Les syndicats se sont dits opposés au projet gouvernemental sur les retraites, qu'ils jugent "injuste"
L'intersyndicale CFDT-CGT-FSU-Solidaires-Unsa, rejointe par la CFTC, a jugé jeudi le projet "inacceptable", "injuste" et "brutal" et appelé dans un communiqué à une mobilisation massive pour la journée du 24 juin.
Le gouvernement a annoncé mercredi son projet, qui prévoit le recul de l'âge légal de la retraite de 60 à 62 ans.
Dès mercredi, les syndicats se sont déclarés opposés au projet gouvernemental. CGT et FO n'iront pas au rendez-vous fixé par le ministre du travail tandis que la CFDT s'y rendra pour présenter son contre-projet.

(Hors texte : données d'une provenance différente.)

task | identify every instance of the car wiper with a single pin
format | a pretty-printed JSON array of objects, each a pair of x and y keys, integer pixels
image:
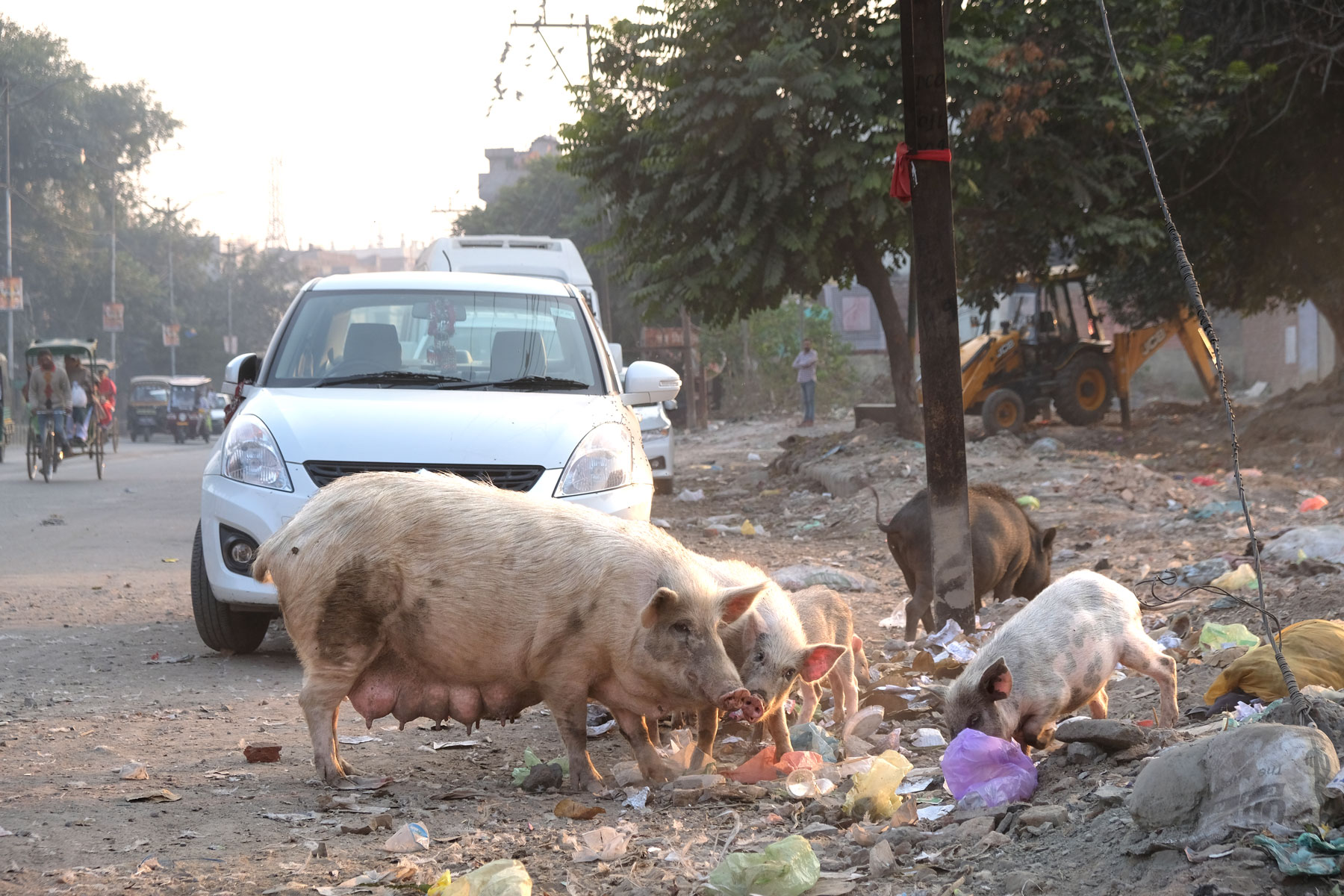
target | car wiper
[
  {"x": 390, "y": 378},
  {"x": 539, "y": 382}
]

Fait exceptionnel, François Chérèque et Bernard Thibault se sont présentés ensemble mercredi au journal de 20h de France 2, où ils ont dénoncé d'une même voix "un recul sans précédent." "Face à la réforme du gouvernement qui fait payer 85% de la réforme uniquement aux salariés avec des mesures injustes, je crois que la présence de Bernard et moi sur le plateau est un signe", a affirmé le leader de la CFDT.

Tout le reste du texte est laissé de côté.